Produce Peddlers Ply the Inner City
BALTIMORE
The crumpled dollar fluttered down from the third floor window, a standard form of cash flow for a group of horse-and-cart produce peddlers who clip-clop their way through Baltimore's inner-city neighborhoods.
Closing his fist around the dollar is William "Cockey" Burnett, one of the peddlers called "arabbers," the only people left in urban America who still sell produce from horse and cart. He gives a bag of tangerines to a child to run up to the elderly man in the third-floor window, who is now watching Mr. Burnett persuade a woman to buy a sack of potatoes.
In Sandtown-Winchester, a west Baltimore neighborhood, the arabbers are a common sight. Their customers range from young men on street corners and construction workers to the elderly at home listening for the sounds of the halter's sleighbells jingling and the arabber's holler.
Although cities have long since embraced motorized vehicles as the primary form of transportation, horses with their pom-poms and rickety red-and-yellow wagons are ideal for peddling. The slow, plodding pace allows the word to spread through the block of row homes that dominate the streetscape of Baltimore.
And the arabbers - who entice customers with their summer spread of melons, tomatoes, grapes, yams, strawberries, collard greens, and the big seller, bananas - can make $150 to $200 a day. The arabbers say business is especially brisk at the beginning of the month, when the government checks come in.

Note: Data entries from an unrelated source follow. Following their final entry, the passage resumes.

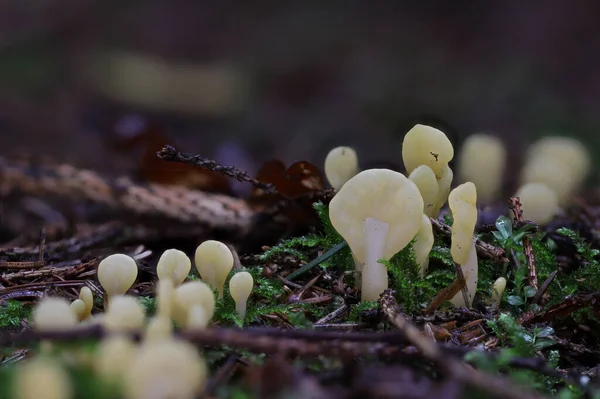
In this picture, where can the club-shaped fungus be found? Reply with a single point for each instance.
(125, 314)
(538, 202)
(240, 287)
(41, 378)
(341, 164)
(463, 205)
(214, 261)
(159, 327)
(482, 160)
(86, 295)
(116, 274)
(428, 185)
(166, 369)
(78, 308)
(425, 145)
(53, 314)
(113, 357)
(444, 184)
(174, 265)
(190, 294)
(498, 289)
(560, 163)
(378, 212)
(423, 244)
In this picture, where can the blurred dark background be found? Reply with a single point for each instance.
(246, 81)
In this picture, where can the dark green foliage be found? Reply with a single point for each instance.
(13, 313)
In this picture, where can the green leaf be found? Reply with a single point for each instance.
(515, 300)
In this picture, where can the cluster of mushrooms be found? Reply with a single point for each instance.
(377, 211)
(161, 366)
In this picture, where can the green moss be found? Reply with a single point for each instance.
(13, 313)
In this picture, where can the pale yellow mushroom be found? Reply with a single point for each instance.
(341, 164)
(116, 274)
(174, 265)
(378, 212)
(78, 308)
(444, 183)
(498, 289)
(113, 357)
(41, 378)
(125, 314)
(240, 287)
(423, 244)
(428, 185)
(482, 161)
(561, 163)
(538, 202)
(425, 145)
(166, 369)
(214, 261)
(189, 294)
(164, 297)
(86, 295)
(53, 314)
(159, 327)
(463, 204)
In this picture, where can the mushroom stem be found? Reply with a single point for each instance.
(374, 274)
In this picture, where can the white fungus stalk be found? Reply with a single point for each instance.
(240, 287)
(462, 201)
(378, 212)
(498, 289)
(423, 244)
(374, 274)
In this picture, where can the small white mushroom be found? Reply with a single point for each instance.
(174, 265)
(116, 274)
(378, 212)
(214, 261)
(240, 287)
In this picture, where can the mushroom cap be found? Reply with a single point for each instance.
(213, 260)
(425, 145)
(125, 313)
(175, 265)
(341, 164)
(41, 377)
(117, 273)
(53, 314)
(482, 161)
(166, 369)
(240, 286)
(189, 294)
(382, 194)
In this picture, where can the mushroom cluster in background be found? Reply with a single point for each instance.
(161, 365)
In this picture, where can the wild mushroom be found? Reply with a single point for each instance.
(41, 377)
(214, 261)
(463, 204)
(341, 164)
(425, 145)
(378, 212)
(428, 185)
(482, 161)
(166, 369)
(174, 265)
(190, 294)
(116, 274)
(240, 287)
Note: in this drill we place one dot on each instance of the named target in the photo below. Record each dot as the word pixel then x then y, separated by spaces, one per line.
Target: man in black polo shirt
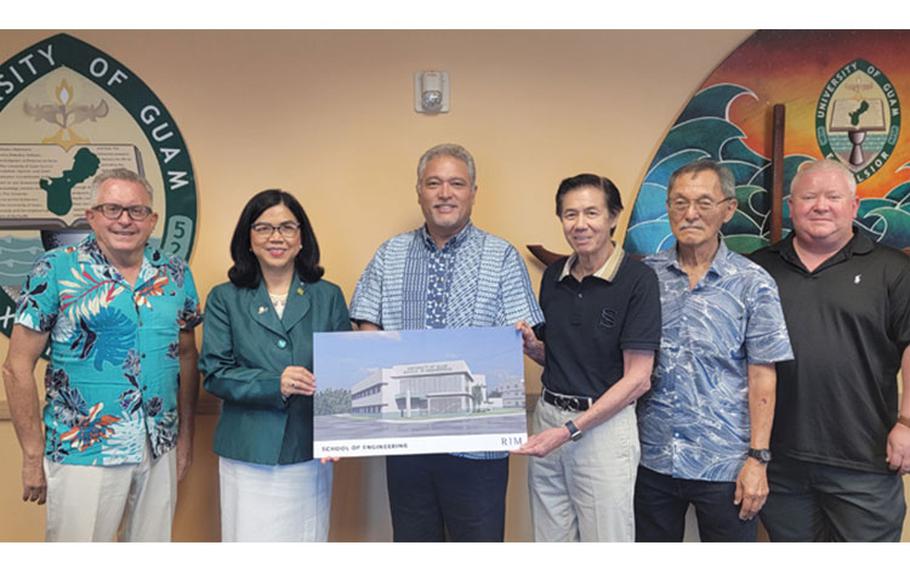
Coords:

"A lot of people buy from the arabber because of the wagons - it's like a tradition," says Keith "Superstar" Brooks, who by many accounts is one of the finest arabbers in the trade. "They know we go to the market and get our produce fresh.... They'll wait. They'll honestly actually wait."
Now exclusively African-American, arabbing started in the early 1800s as a mostly white trade. Baltimore had stables on every corner and a steady supply of produce boats pulling up to piers now occupied by the city's premier tourist attraction, the Inner Harbor.
Arabber origins
Just how these horse-powered vendors got the name arabbers (pronounced "A-rabber") is unknown. According to Dean Krimmell, curator at the Baltimore City Life Museums, "arabber" may be a derivative from the term "street arabs" or "street urchins" used by Londoners during the mid-1800s to describe homeless children or people who made their living off the street.
The arabbing profession sprang from the street-vending heyday when salesmen canvassed their routes on foot. By the 1930s and '40s, blacks dominated the horse-and-cart profession as arabbing went from a living to a beleaguered way of life.
With names like Fatback, Cabbage, and China, the arabbers call out their wares in a sing-song holler.
In between posing for media stories celebrating the peddlers' tradition, arabbers struggle to survive in the chaos of the forlorn inner city bursting with drug dealers and unemployment. Today, there are only three stables left servicing about 40 horses and 25 licensed arabbers, compared with the 15 to 20 stables in the city in 1983.
Facing a losing battle with progress and rising license fees, the arabbers linked forces with supporters and formed the Arabbers' Preservation Society (APS) in 1994. Its president is Steve Blake, a carpenter who has built stalls and roofs in a long race with the city to keep the stables up to code.
Horsepower problems
An animal-rights group has criticized the arabbers for not properly caring for their animals, and argues that horses are inhumanely subjected to the dangers of traffic and weather.
Jerry Welch, the temporary director of the Bureau of Animal Control, says he's trying to protect the animals while preserving a Baltimore tradition. So far the stables aren't in violation, and Mr. Welch says that, as a last resort, he would take the animals if the arabbers couldn't properly care for them.
"I would hate to see the cable cars removed from the streets of San Francisco, and I would hate to see the arabbers removed from the streets of Baltimore," says Welch, who grew up hearing the sounds of the arabbers in his neighborhood. "It's part of our heritage. I don't know anywhere else where you can see arabbers."
The APS has hired an expert on draft animals to study the situation. Mr. Blake hopes the results will support his view that horses "can be successfully managed in an urban environment."
Vision for the future
When Blake isn't lobbying the city to help relocate a stable that was closed down last summer after 50 years of operation, he's trying to make the arabbers more stable economically.
He's contacting a budding urban-gardening program to provide a cheaper supply of produce, for example. But closest to his heart is his effort to encourage an arabber named Marvin Mack to become a blacksmith. Farriers cost the nonprofit society $10,000, the largest percentage of its budget.
Farrier Angus Whyte has been coming down to the stables for 18 months shoeing horses, filing their teeth, and trimming hooves. The arabbers went through five blacksmiths before Mr. Whyte, who has grown tired of commuting from the country to the city and plans to return to Scotland.
Blake doesn't expect that having a blacksmithing arabber will save the trade, although it will help.
But another arabber, Big Daddy, who is sitting nearby watching Mack be trained, thinks he sees a future for the trade. It could be Mack's 13 year-old son, who's always at the stables. The arabber takes heart from seeing the teenager there with his father, saying this is the way the tradition's always been passed down.
"They sit around here, then they'll pick up the knowledge," says Big Daddy, who put his daughter through college with arabbing money and doesn't want his full name used. Of Mack's son, he says, "If he don't take it up, the breed is lost."